The first day of school is rapidly approaching (and may already be here for some schools on a year-round calendar). The US Department of Education has partnered with the National PTA and other organizations to create a new parent checklist of questions and resources for families to use to help ensure their children are getting the education they deserve.
The checklist follows the set of rights that Education Secretary Arne Duncan recently unveiled at the National PTA Convention. The checklist is available in both Spanish and English, and provides a list of key questions to ask at your child’s school, including:
Quality: Is my child getting a great education?
- How will you keep me informed about how my child is doing on a regular basis? How can we work together if my child falls behind?
- Is my child on grade level, and on track to be ready for college and a career? How do I know?
Ready for Success: Will my child be prepared to succeed in whatever comes next?
- How will you measure my child’s progress and ability in subjects including reading, math, science, the arts, social and emotional development, and other activities?
- How much time will my child spend preparing for and taking state and district tests? How will my child’s teacher and I know how to use the results to help my child make progress?
Safe and Healthy: Is my child safe and cared for at school?
- What programs are in place to ensure that the school is a safe, nurturing and positive environment? What are the discipline and bullying policies at the school?
- Are the meals and snacks provided healthy?

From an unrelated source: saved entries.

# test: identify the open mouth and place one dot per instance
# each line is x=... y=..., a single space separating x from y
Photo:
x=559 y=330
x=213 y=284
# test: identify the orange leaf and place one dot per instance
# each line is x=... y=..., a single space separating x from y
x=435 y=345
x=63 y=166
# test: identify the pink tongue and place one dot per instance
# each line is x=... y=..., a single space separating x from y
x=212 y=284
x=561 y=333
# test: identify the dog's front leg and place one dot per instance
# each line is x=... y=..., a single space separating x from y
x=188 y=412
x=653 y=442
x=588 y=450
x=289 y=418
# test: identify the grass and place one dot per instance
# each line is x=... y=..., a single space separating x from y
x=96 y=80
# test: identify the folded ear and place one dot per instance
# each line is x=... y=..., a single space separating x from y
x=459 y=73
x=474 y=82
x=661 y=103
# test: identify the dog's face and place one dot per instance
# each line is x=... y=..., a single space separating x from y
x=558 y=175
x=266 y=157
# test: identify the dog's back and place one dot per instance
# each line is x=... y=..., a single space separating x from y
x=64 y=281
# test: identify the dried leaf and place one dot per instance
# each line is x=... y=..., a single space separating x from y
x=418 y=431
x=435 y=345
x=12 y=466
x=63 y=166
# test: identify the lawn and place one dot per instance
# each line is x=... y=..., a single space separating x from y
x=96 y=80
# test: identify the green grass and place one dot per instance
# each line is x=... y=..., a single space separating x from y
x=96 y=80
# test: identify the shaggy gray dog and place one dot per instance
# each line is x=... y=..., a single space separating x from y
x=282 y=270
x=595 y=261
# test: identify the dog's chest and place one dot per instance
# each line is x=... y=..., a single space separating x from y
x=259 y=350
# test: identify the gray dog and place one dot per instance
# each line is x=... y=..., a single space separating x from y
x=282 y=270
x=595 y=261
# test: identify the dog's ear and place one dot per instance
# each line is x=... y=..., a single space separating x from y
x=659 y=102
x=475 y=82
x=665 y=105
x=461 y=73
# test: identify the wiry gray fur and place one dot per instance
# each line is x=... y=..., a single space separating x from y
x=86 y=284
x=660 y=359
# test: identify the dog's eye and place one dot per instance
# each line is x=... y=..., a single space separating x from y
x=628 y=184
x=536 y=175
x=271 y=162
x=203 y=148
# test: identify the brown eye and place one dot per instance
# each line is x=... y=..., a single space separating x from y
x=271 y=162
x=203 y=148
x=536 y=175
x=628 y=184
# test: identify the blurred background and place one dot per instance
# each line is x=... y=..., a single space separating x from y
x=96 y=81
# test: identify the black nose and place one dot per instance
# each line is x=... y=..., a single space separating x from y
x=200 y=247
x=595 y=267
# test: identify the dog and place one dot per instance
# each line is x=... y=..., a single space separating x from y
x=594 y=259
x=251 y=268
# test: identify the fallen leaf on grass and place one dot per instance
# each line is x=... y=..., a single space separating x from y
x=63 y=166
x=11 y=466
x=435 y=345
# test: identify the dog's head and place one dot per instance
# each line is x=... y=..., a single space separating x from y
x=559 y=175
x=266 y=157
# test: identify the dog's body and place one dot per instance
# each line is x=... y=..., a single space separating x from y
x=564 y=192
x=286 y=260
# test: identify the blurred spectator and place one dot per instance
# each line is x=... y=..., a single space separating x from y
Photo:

How much time is there for recess and/or exercise?
Great Teachers: Is my child engaged and learning every day?
- How do I know my child’s teachers are effective?
- How much time do teachers get to collaborate with one another?
- What kind of professional development is available to teachers here?
Equity and Fairness: Does my child, and every child at my child’s school or program, have the opportunity to succeed and be treated fairly?
- How does the school make sure that all students are treated fairly? (For example, are there any differences in suspension/expulsion rates by race or gender?)
- Does the school offer all students access to the classes they need to prepare them for success, including English language learners and students with special needs (for example, Algebra I and II, gifted and talented classes, science labs, AP or IB classes, art, music)?
In addition to the questions to ask of your child’s school, the checklist follows up with what to do if your child is not being educated to the known high standards for their grade level, advice from teachers on how to support your child’s success, and resources to help you help your child at home. It can be tough for a parent or caregiver to know how to support their child’s learning, but the new parent checklist is a great place to start.